In this laboratory investigation you will observe the ability of certain bacteria to sense and respond to the Earth's magnetic field. These bacteria are anaerobic and able to swim using flagella to pull themselves through the substrate. You will then be asked to formulate a hypothesis as to how this adaptation improves their chances for survival.
Materials and Equipment:
sample of water and sediments
pond, marsh, or bay magnetic compass
1/2 inch rubber "O- ring"glass slide and cover slip
- Rub an O-ring with a thin layer of petroleum jelly and center it on a clean slide. The petroleum jelly should hold the O-ring in place.
- Place a drop of the pond water/sediment on the cover-slip. Invert it quickly (creating a hanging drop) and place it on the O-ring so that the drop hangs freely inside the O-ring.

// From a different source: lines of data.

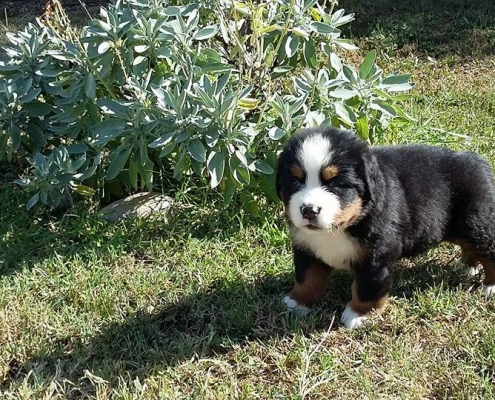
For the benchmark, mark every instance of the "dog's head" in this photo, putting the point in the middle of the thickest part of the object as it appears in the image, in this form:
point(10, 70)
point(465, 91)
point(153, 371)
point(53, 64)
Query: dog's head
point(323, 180)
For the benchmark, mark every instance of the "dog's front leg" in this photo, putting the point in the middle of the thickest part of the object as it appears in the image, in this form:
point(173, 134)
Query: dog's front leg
point(369, 292)
point(311, 280)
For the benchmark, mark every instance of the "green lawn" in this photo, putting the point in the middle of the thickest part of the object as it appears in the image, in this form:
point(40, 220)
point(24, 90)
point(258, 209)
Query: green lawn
point(191, 307)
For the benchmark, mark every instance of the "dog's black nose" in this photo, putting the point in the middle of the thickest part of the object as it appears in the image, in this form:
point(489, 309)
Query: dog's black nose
point(310, 211)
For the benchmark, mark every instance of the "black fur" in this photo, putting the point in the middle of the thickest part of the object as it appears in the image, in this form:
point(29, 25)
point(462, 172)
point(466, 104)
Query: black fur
point(414, 197)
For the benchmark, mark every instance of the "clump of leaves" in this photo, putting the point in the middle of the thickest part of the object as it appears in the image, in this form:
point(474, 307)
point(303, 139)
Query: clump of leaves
point(211, 89)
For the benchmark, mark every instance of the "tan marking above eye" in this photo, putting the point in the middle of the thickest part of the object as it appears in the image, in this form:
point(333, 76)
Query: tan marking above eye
point(297, 172)
point(329, 172)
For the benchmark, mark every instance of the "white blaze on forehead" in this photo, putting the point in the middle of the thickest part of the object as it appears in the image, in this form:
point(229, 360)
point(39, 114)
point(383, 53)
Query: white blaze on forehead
point(314, 154)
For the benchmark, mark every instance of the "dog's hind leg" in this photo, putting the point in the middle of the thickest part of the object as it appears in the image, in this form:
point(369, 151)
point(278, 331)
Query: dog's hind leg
point(489, 281)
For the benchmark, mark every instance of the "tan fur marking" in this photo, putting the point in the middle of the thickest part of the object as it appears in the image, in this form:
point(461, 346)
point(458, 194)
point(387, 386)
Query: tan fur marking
point(471, 257)
point(329, 172)
point(489, 268)
point(297, 172)
point(468, 255)
point(350, 214)
point(364, 307)
point(313, 287)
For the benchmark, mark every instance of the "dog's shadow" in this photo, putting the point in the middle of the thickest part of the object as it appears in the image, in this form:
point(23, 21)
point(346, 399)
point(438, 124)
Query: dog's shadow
point(211, 322)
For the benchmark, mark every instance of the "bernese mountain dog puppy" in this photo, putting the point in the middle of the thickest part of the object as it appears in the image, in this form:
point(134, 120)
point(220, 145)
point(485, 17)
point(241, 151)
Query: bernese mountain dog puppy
point(354, 207)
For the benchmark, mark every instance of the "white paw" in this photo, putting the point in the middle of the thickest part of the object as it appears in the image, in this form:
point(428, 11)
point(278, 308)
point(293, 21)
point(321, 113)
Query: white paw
point(351, 319)
point(468, 269)
point(488, 290)
point(294, 307)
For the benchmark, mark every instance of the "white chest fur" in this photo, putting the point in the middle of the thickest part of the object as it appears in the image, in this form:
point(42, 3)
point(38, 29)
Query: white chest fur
point(336, 249)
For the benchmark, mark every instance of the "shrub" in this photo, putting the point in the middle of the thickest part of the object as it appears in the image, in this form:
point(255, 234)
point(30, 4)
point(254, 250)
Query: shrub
point(206, 90)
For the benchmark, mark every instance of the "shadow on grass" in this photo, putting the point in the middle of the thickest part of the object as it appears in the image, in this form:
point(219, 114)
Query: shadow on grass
point(207, 324)
point(438, 28)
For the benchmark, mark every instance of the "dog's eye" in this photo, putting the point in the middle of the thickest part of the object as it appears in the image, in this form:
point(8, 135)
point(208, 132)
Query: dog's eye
point(297, 181)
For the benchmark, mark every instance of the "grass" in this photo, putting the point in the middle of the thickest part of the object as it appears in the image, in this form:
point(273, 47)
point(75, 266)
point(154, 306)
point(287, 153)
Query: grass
point(190, 307)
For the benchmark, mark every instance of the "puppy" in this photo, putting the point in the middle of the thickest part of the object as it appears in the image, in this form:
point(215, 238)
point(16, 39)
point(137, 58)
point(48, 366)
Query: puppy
point(353, 207)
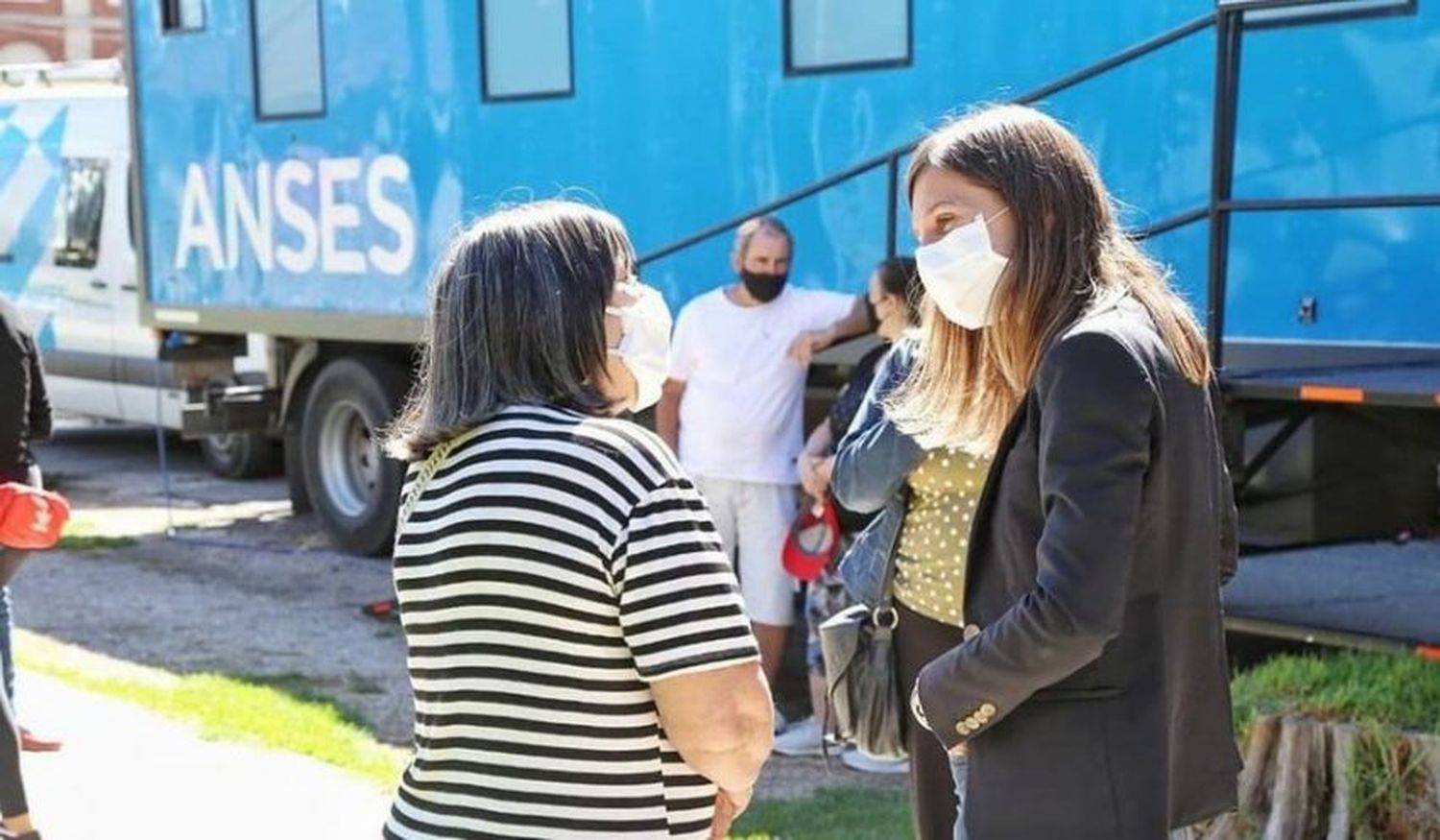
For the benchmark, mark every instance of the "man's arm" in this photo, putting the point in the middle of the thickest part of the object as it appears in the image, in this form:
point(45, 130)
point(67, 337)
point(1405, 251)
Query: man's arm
point(667, 414)
point(852, 323)
point(40, 420)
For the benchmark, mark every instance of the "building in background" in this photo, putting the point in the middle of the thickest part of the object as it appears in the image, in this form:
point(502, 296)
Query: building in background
point(51, 31)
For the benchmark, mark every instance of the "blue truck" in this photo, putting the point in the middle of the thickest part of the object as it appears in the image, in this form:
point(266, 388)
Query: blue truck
point(299, 166)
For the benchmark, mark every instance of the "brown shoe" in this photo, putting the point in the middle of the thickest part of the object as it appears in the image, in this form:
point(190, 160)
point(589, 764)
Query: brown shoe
point(29, 742)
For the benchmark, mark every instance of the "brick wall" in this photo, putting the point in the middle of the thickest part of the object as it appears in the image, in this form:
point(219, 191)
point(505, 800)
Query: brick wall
point(36, 31)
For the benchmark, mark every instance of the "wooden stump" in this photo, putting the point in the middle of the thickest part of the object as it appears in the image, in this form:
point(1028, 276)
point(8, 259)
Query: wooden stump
point(1301, 779)
point(1342, 751)
point(1296, 782)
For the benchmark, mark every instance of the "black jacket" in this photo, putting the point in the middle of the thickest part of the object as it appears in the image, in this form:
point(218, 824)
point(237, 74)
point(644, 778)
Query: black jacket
point(25, 409)
point(1094, 699)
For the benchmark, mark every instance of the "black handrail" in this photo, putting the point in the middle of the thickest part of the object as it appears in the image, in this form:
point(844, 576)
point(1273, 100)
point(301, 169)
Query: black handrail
point(892, 157)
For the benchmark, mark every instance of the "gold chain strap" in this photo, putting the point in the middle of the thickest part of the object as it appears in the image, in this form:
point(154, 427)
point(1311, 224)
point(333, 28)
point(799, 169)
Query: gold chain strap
point(428, 470)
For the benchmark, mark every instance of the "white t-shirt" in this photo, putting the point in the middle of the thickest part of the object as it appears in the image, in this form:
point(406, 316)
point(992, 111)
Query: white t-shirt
point(742, 415)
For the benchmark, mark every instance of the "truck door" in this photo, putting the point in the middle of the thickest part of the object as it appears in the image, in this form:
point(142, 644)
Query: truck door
point(80, 276)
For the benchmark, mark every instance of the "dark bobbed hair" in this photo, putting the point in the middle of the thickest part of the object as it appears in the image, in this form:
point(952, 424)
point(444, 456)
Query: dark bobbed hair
point(516, 317)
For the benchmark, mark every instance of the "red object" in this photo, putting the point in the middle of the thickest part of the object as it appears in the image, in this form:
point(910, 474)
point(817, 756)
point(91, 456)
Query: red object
point(31, 517)
point(812, 543)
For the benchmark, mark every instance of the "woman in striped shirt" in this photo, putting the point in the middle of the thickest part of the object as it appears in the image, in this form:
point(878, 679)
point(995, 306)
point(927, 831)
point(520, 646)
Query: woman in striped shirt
point(581, 659)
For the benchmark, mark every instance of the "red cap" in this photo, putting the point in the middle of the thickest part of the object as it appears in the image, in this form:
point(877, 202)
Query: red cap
point(31, 517)
point(812, 543)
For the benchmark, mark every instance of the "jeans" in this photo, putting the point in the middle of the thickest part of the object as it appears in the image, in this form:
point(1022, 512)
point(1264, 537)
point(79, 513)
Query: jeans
point(961, 768)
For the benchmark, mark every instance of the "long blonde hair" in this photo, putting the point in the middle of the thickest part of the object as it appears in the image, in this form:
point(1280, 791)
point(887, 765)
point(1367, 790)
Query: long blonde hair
point(1070, 255)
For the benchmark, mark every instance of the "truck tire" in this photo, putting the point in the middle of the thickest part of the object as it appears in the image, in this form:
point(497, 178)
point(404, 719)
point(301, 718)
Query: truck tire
point(353, 488)
point(239, 454)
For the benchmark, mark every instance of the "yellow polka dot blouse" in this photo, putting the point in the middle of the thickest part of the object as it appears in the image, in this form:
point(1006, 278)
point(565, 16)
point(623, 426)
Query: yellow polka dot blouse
point(936, 535)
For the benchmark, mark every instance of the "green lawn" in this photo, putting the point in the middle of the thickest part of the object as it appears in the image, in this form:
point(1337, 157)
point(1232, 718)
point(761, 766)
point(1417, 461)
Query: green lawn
point(236, 709)
point(832, 813)
point(1394, 690)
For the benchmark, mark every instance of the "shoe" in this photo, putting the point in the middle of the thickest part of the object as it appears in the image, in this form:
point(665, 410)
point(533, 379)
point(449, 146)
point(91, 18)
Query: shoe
point(29, 742)
point(803, 738)
point(861, 762)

- Using a compound microscope, focus on the edge of the droplet farthest away from you. Change the objectives until you reach a magnification of 100X.
- Hold the north end of a bar magnet next to a compass. If the marked end of the compass (north-seeking) moves toward the north end of the bar magnet you may proceed. If, however, the compass points away from the north end of your magnet, the poles on the magnet have been reversed. You will need to reverse the poles on the magnet or obtain a different bar magnet.
- Hold the north end of a bar magnet next to the edge of the slide farthest away from you. Using at least 100X magnification you will begin to see the bacteria congregate on the edge of the drop nearest the magnet. They swim very quickly and should be evident within 5-10 seconds.
- Once the bacteria appear, turn the magnet around. What do the bacteria do? Repeat as many times as you wish. You may also find it interesting to use a higher power objective to view the bacteria.
- Create an hypothesis about the survival advantage of the adaptation of magnetotactic bacteria demonstrated above.
- What packaged traits must be found together to make this adaptation possible? That is, is it enough just to be able to sense the magnetic field of the Earth? Explain.
- What other organisms might be able to use the Earth's magnetic field as an aid in navigation? What advantages does such an ability bestow on an organism in terms of survival? Can you think of any disadvantages such an ability might carry with it?
- Create a three-dimensional compass that demonstrates that magnetic force field lines act inward as well as toward the respective pole.
- Develop an experiment to test your hypothesis (#1 under "Thought Questions") about the survival advantage of these bacteria. Perform your experiment.